When I spoke with my mom a couple days ago she explain the fear she and my stepdad had. The fear of getting the call that this time I wouldn’t survive. I also read a paper my doctor wrote about my condition and MANY suicide attempts, he counted least a hundred. It also said that writing me out of the psychiatric care would be a huge risk for my life.

This made me this of what I truly put my friends and family through.

This is something I’m a shamed of and that I deeply regret, but I took an overdose trying to kill myself in front off my two best friends last year. I wish I could take it back, redo that night. We fought and wrestled because off the pills, I was affected by them, high. Which one of my friend noticed. We are still friends and thank god for them, that I still have them in my life. If you are reading this I’m truly sorry. 

I’ve realized that dying isn’t the only thing that will make people stop worrying about me, but I also know that worry is always going to be there even if I recover.
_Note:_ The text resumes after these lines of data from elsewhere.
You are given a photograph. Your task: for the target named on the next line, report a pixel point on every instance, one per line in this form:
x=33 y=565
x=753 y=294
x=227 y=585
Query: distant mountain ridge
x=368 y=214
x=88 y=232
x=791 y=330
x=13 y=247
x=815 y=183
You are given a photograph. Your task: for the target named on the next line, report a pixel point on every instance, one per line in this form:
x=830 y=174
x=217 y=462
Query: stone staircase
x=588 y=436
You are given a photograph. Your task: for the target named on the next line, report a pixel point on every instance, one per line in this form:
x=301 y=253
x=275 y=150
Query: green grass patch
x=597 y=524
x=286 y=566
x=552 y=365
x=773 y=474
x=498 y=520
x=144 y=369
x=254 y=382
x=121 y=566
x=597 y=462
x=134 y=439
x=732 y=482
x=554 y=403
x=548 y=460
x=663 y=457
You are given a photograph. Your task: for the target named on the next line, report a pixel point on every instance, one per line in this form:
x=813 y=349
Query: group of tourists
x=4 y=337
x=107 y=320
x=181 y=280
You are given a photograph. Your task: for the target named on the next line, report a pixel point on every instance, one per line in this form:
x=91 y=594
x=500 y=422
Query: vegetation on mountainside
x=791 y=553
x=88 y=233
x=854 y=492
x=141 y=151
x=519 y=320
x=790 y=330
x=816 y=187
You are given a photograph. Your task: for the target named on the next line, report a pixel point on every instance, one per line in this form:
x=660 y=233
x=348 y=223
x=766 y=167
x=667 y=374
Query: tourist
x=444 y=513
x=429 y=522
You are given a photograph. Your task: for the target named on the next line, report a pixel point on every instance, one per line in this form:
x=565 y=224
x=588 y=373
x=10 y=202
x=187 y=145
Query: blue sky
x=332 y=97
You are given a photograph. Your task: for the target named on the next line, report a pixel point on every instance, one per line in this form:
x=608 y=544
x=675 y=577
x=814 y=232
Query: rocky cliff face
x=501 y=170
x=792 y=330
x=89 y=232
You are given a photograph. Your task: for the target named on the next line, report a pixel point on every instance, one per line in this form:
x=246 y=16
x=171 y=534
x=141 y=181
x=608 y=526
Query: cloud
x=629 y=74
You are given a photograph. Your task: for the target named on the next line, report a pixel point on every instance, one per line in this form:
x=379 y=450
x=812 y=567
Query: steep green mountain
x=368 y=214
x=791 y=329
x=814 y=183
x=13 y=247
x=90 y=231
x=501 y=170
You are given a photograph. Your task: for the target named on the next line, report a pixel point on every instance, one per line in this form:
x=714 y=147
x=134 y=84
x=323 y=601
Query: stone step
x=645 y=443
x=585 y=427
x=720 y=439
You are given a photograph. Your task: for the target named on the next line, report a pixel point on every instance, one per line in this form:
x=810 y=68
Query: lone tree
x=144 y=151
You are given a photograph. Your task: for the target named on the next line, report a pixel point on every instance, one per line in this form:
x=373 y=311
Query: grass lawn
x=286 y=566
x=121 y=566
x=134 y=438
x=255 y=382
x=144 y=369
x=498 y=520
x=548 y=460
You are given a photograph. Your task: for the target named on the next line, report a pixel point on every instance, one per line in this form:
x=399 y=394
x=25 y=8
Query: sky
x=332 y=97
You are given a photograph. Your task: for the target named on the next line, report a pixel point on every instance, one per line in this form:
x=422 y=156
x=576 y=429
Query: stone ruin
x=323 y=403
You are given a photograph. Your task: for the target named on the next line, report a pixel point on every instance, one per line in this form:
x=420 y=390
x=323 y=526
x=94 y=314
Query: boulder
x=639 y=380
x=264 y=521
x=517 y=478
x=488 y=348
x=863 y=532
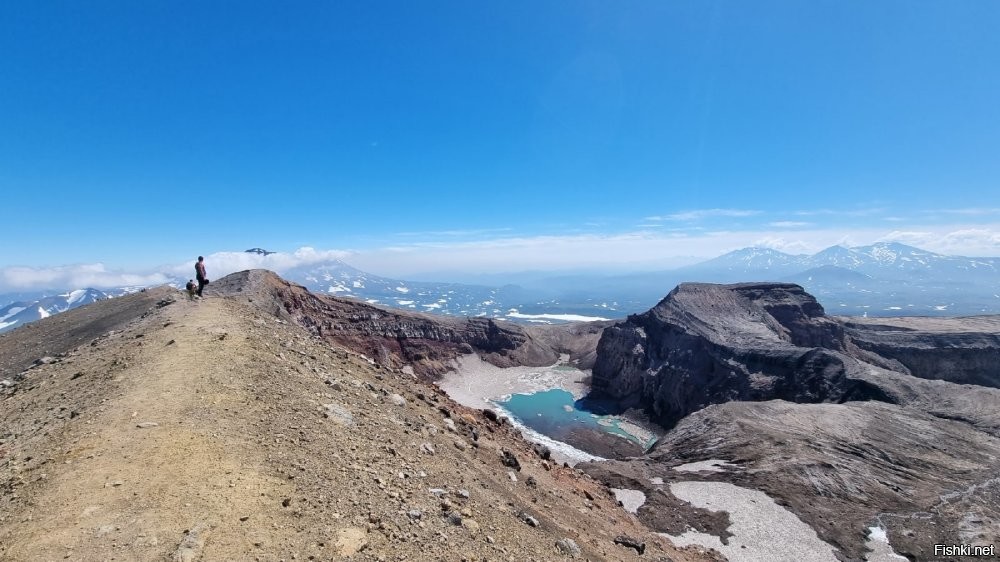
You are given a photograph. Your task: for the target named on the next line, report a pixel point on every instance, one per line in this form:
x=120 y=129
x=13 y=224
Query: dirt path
x=269 y=444
x=119 y=484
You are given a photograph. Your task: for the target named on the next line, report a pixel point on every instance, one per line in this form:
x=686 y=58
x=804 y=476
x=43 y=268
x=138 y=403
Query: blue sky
x=419 y=137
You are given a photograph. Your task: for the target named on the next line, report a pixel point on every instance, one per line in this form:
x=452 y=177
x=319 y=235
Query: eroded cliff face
x=932 y=348
x=396 y=338
x=850 y=423
x=710 y=344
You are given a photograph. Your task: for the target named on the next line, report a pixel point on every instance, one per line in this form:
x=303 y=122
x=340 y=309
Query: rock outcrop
x=710 y=344
x=396 y=338
x=850 y=423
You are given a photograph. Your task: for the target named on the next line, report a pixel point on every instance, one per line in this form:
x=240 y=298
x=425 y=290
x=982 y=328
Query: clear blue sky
x=138 y=133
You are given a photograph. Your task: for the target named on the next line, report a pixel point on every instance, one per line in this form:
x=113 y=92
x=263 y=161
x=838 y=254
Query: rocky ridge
x=395 y=338
x=851 y=423
x=154 y=427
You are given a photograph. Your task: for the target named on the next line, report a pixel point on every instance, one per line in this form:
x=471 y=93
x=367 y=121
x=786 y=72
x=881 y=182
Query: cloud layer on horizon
x=629 y=251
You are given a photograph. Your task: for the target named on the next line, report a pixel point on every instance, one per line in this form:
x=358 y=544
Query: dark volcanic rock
x=887 y=431
x=932 y=348
x=708 y=344
x=393 y=337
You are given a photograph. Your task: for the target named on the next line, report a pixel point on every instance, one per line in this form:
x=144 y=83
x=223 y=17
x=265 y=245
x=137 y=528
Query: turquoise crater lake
x=556 y=414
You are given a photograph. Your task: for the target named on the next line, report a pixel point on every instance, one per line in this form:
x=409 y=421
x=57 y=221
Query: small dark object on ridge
x=510 y=460
x=629 y=542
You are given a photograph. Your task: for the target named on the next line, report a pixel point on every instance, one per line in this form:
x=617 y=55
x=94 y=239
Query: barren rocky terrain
x=853 y=424
x=152 y=427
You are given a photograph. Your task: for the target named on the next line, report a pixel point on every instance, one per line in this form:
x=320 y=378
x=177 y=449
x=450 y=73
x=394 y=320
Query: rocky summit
x=266 y=422
x=154 y=427
x=858 y=426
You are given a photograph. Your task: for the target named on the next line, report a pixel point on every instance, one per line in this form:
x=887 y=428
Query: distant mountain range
x=884 y=279
x=21 y=312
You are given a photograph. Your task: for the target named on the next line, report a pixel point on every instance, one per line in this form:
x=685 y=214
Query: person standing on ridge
x=199 y=269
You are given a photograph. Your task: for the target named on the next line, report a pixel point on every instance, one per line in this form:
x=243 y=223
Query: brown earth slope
x=215 y=430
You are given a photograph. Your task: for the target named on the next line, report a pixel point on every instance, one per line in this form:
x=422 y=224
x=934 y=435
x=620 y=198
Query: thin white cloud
x=862 y=212
x=978 y=242
x=458 y=233
x=701 y=214
x=784 y=245
x=74 y=276
x=648 y=249
x=221 y=264
x=975 y=212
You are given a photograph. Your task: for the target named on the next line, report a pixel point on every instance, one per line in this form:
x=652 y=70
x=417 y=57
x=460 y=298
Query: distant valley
x=884 y=279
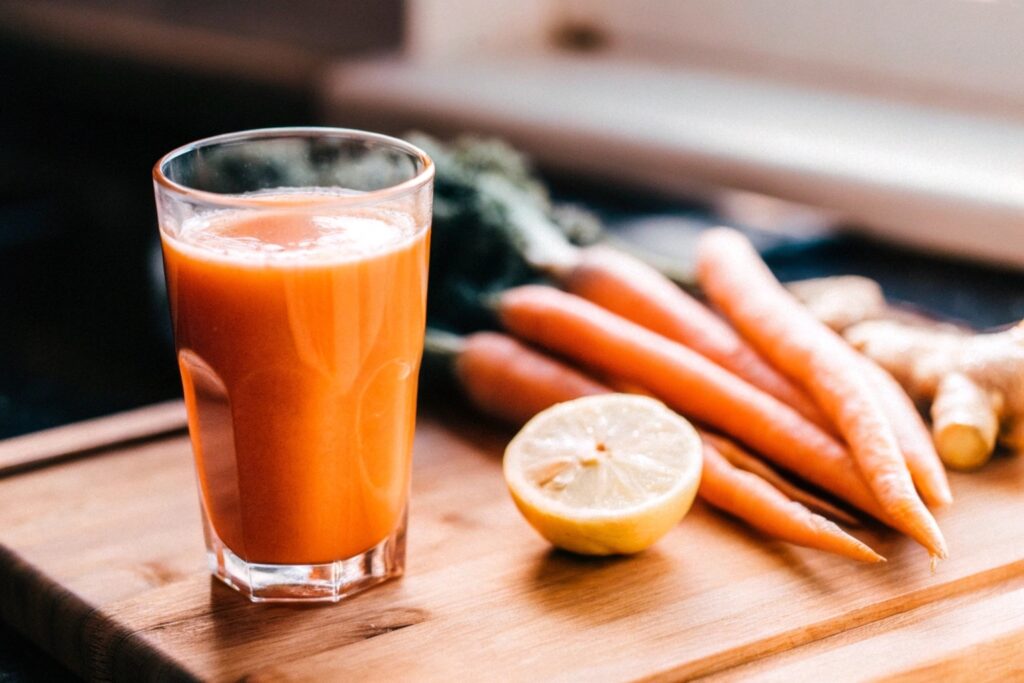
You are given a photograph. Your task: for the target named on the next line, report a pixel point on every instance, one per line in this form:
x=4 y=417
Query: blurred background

I’m doing better, still thinking about killing myself and sometimes it takes all of me trying not to kill myself. Not hurting myself though.

I’m still under forensic psychiatric care and my doctor is talking about 6 more months here. On Wednesday we are having a meeting about my LPT (law on compulsory) to see if they will extend my LPT.

Right now we are waiting for my autism investigation (don’t know if that’s the right word). After that we are going to have a treatment conference on what’s going to happen during the coming 6 months and what’s going to happen after. Right now it’s alot of questions.